Rector has written frequently on the subjects of welfare and poverty, including the 1992 The Wall Street Journal article "America's Poverty Myth", which asserted that the US Census inaccurately measures poverty, and his 1995 book with William Lauber, America's Failed $5.4 Trillion War on Poverty, which criticized welfare laws in the US for allegedly rewarding breakdowns in family values. His research has found that 99.6% of people whom the Census classifies as poor actually have access to refrigerators.

In 1995, The Wall Street Journal called Rector the "leading guru" behind the Republicans' position on welfare. In 2006, editor Rich Lowry of the conservative National Review called Rector, "the intellectual godfather" of welfare reform.

===Immigration reform===
Rector has been a researcher on immigration policy and has testified before Congress on the subject. In 2006, Rector published a report on the proposed Comprehensive Immigration Reform Act for The Heritage Foundation, stating that passage of the bill would lead to more than 100 million new legal immigrants within 20 years.

With statistical assistance from Harvard Ph.D. and then Heritage Research Fellow Jason Richwine, Rector wrote a report on the fiscal cost of proposed amnesty legislation to the United States. The report was published by the Heritage Foundation on May 6, 2013. Rector and Jim DeMint, a former U.S. Senator and the newly installed Heritage Foundation president, introduced the report in an op-ed article in the Washington Post.

The methods used in the report met with considerable criticism from a number of think tanks and immigration policy analysts across the political spectrum, including Alex Nowrasteh of the Cato Institute, Michael Clemens of the Center for Global Development, and many others.

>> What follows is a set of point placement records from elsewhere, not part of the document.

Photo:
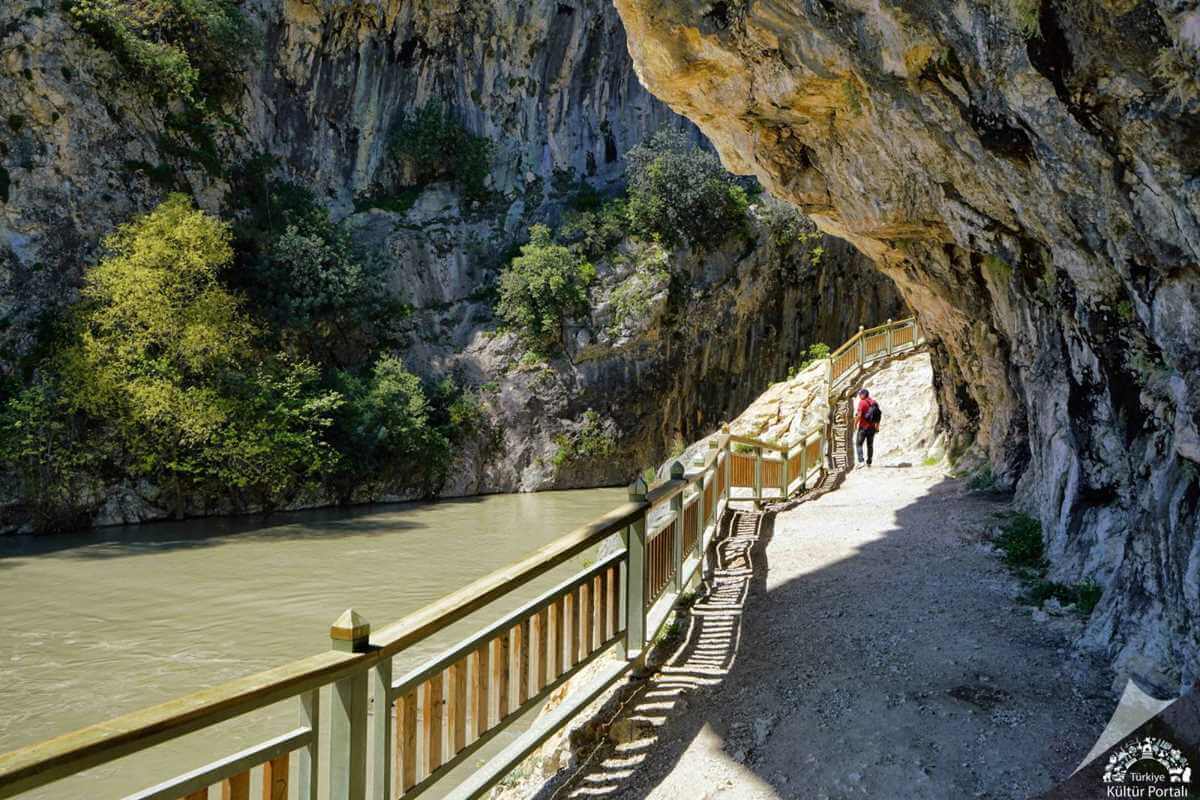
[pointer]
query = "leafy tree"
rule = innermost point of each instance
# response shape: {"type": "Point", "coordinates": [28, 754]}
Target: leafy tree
{"type": "Point", "coordinates": [597, 230]}
{"type": "Point", "coordinates": [679, 192]}
{"type": "Point", "coordinates": [160, 360]}
{"type": "Point", "coordinates": [387, 427]}
{"type": "Point", "coordinates": [543, 288]}
{"type": "Point", "coordinates": [189, 50]}
{"type": "Point", "coordinates": [53, 456]}
{"type": "Point", "coordinates": [301, 272]}
{"type": "Point", "coordinates": [433, 145]}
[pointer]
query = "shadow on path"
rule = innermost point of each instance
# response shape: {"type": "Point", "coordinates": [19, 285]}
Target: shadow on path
{"type": "Point", "coordinates": [887, 662]}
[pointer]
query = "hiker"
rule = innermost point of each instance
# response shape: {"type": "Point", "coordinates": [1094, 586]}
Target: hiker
{"type": "Point", "coordinates": [867, 420]}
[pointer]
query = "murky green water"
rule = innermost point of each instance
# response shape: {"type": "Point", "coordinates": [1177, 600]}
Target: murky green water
{"type": "Point", "coordinates": [106, 623]}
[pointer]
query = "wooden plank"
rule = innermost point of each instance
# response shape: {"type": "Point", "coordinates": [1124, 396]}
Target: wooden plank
{"type": "Point", "coordinates": [469, 753]}
{"type": "Point", "coordinates": [456, 708]}
{"type": "Point", "coordinates": [601, 608]}
{"type": "Point", "coordinates": [275, 779]}
{"type": "Point", "coordinates": [521, 663]}
{"type": "Point", "coordinates": [383, 716]}
{"type": "Point", "coordinates": [473, 642]}
{"type": "Point", "coordinates": [237, 787]}
{"type": "Point", "coordinates": [501, 677]}
{"type": "Point", "coordinates": [492, 773]}
{"type": "Point", "coordinates": [479, 679]}
{"type": "Point", "coordinates": [393, 638]}
{"type": "Point", "coordinates": [540, 630]}
{"type": "Point", "coordinates": [555, 668]}
{"type": "Point", "coordinates": [199, 780]}
{"type": "Point", "coordinates": [406, 740]}
{"type": "Point", "coordinates": [571, 615]}
{"type": "Point", "coordinates": [431, 725]}
{"type": "Point", "coordinates": [587, 614]}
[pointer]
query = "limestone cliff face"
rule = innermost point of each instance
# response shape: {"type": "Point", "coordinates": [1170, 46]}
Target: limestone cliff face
{"type": "Point", "coordinates": [1029, 173]}
{"type": "Point", "coordinates": [551, 84]}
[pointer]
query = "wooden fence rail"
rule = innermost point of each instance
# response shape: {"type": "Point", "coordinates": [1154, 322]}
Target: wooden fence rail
{"type": "Point", "coordinates": [443, 711]}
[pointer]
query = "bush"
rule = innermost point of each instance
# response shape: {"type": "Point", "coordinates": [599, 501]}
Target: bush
{"type": "Point", "coordinates": [189, 50]}
{"type": "Point", "coordinates": [591, 440]}
{"type": "Point", "coordinates": [1020, 539]}
{"type": "Point", "coordinates": [160, 356]}
{"type": "Point", "coordinates": [597, 232]}
{"type": "Point", "coordinates": [543, 288]}
{"type": "Point", "coordinates": [433, 145]}
{"type": "Point", "coordinates": [47, 447]}
{"type": "Point", "coordinates": [679, 193]}
{"type": "Point", "coordinates": [303, 275]}
{"type": "Point", "coordinates": [387, 425]}
{"type": "Point", "coordinates": [819, 352]}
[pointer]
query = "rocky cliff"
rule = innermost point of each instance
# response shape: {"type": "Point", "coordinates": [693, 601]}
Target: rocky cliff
{"type": "Point", "coordinates": [1027, 173]}
{"type": "Point", "coordinates": [551, 85]}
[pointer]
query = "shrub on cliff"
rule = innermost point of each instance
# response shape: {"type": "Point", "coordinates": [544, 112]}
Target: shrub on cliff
{"type": "Point", "coordinates": [543, 288]}
{"type": "Point", "coordinates": [388, 427]}
{"type": "Point", "coordinates": [322, 298]}
{"type": "Point", "coordinates": [163, 360]}
{"type": "Point", "coordinates": [432, 144]}
{"type": "Point", "coordinates": [679, 193]}
{"type": "Point", "coordinates": [187, 50]}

Later, widespread publicity of past research by study co-author Jason Richwine on race and intelligence and race and crime in the United States, as part of his Ph.D. dissertation at Harvard University under George Borjas, led to a greater backlash against the study. Richwine left Heritage as a result of the controversy.

===Abstinence education===
Rector is a proponent of abstinence education. His advocacy prompted the inclusion of school-program funding for the teaching of abstinence in the Personal Responsibility and Work Opportunity Act. Rector has published research papers for The Heritage Foundation that conclude a delay in the onset of sexual activity is linked to positive life outcomes. He is quoted as an expert on abstinence education by numerous media outlets, including The New York Times. In 1999, the Los Angeles Times called Rector the "architect of the abstinence-only movement".